Der Spieler wird zwar gereizt, einen Amoklauf zu starten, nötig ist dies jedoch nie. Einige Missionen bringen den Spieler allerdings in ernste Gefahr, so dass er ermutigt wird, die Angreifer zu töten. So wird beispielsweise in der Mission „Beichten in der Kirche“ nach dem Beichtvorgang eine Zwischensequenz eingeblendet, in der Al-Qaida-Terroristen die Kirche stürmen und deren Besucher angreifen. Auf den Spieler wird unweigerlich geschossen, ob er nun selbst bewaffnet ist oder nicht. Zwar ist es nie Pflicht, das Feuer zu erwidern, doch ohne Gewalteinsatz ist es vor allem bei höheren Schwierigkeitsgraden beinahe unmöglich, eine solche Situation heil zu überstehen.

Die Aufgaben laufen allerdings nicht immer nur auf einen potentiellen Amoklauf hinaus, sondern lockern das Spiel oft mit kontroversem Humor auf.

In einer Mission ist es beispielsweise die Aufgabe des Protagonisten, auf das Grab des eigenen Vaters zu urinieren, wobei ihn zwei Hinterwäldler erwischen, entführen und sexuell missbrauchen wollen, was sich dadurch kennzeichnet, dass der Protagonist von nun an ein Lack- und Lederoutfit trägt, das es schnellstens zu wechseln gilt.

Der Spielverlauf wird von sarkastischen Sprüchen des Postal Dude begleitet, der Ereignisse und Situationen kommentiert.

Im Spiel gibt es immer wieder Referenzen auf die reale Welt. So arbeitet der Spieler zu Beginn bei den Spieleentwicklern RWS, deren Geschäftsräume von einer Gruppe Demonstranten belagert werden, die gegen gewalttätige Computerspiele protestieren. Ironischerweise stürmen diese dann selbst die Geschäftsräume sehr gewalttätig.

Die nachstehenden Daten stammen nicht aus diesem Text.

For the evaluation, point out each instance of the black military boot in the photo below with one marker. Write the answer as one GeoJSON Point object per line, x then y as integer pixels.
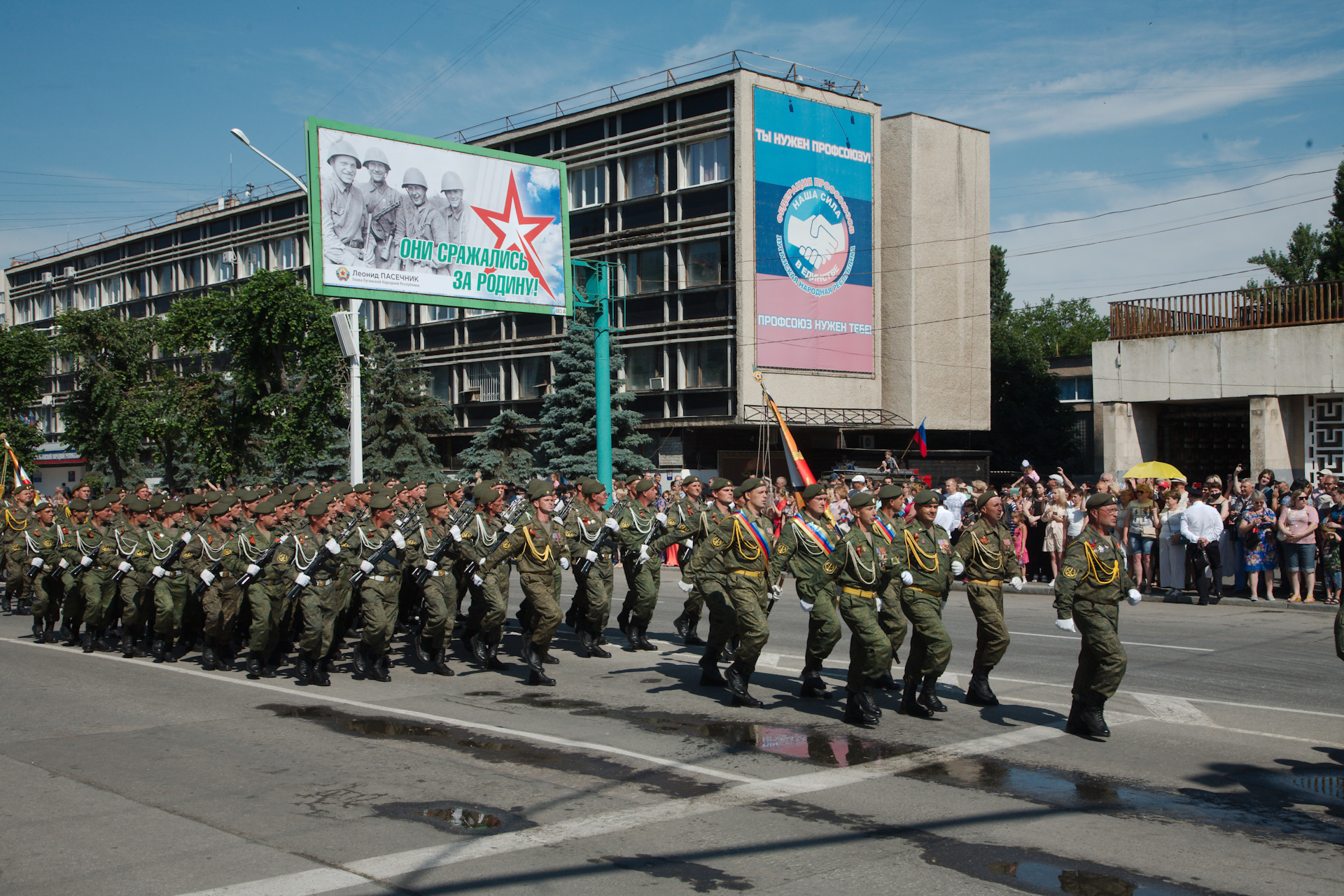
{"type": "Point", "coordinates": [855, 713]}
{"type": "Point", "coordinates": [910, 703]}
{"type": "Point", "coordinates": [979, 692]}
{"type": "Point", "coordinates": [441, 666]}
{"type": "Point", "coordinates": [738, 679]}
{"type": "Point", "coordinates": [1094, 720]}
{"type": "Point", "coordinates": [812, 682]}
{"type": "Point", "coordinates": [929, 695]}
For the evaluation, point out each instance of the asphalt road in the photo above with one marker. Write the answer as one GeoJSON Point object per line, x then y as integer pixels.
{"type": "Point", "coordinates": [1225, 773]}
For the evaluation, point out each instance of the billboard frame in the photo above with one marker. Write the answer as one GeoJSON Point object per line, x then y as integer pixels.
{"type": "Point", "coordinates": [315, 227]}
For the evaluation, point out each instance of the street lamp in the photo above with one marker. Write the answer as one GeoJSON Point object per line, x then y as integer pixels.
{"type": "Point", "coordinates": [347, 335]}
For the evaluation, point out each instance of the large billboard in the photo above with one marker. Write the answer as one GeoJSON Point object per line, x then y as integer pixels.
{"type": "Point", "coordinates": [412, 219]}
{"type": "Point", "coordinates": [813, 223]}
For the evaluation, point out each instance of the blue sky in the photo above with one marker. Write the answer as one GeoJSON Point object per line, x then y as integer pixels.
{"type": "Point", "coordinates": [118, 112]}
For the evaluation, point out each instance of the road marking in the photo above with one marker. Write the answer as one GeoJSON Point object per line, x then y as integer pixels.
{"type": "Point", "coordinates": [1128, 644]}
{"type": "Point", "coordinates": [412, 713]}
{"type": "Point", "coordinates": [1172, 710]}
{"type": "Point", "coordinates": [384, 868]}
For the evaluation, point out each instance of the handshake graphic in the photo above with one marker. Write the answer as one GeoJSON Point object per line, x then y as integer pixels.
{"type": "Point", "coordinates": [815, 237]}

Einige weitere kontroverse Spielfeatures und Ereignisse:

  • mit Anthrax gefüllte Kuhköpfe als Waffe
  • Katzen lassen sich als Schalldämpfer für die Schrotflinte und das Sturmgewehr missbrauchen
  • Crack-„Gesundheits“-Pfeifen, die den Spieler heilen und sogar zusätzliche Lebensenergie verleihen, jedoch zur Sucht und Entzugserscheinungen führen
  • die Möglichkeit des Spielers, auf Mitmenschen zu urinieren und diese dadurch zum Sich-Übergeben zu bringen oder aber auf sich selbst, um sich zu löschen, falls er in Brand gerät
  • Islamische Terroristen, die einen Selbstmordanschlag auf eine Kirche verüben
  • Als Dude seinen Onkel Dave, einen Kultführer, besuchen will, muss er feststellen, dass die Ranch des Kultes von Truppen des ATF umstellt ist. Dies ist eine offensichtliche Anspielung auf die Waco-Belagerung.
  • Es gibt eine versteckte Mission, in der man Osama Bin Laden töten muss.

Erweiterungen

Das Add-on Postal²: Share The Pain erweitert das Spiel um eine Multiplayerfunktion. Diese Version beinhaltet jedoch auch die normale Einzelspielerversion. Der Multiplayerteil von Postal²: Share The Pain wurde am 20. Mai 2008 zum kostenlosen Herunterladen bereitgestellt.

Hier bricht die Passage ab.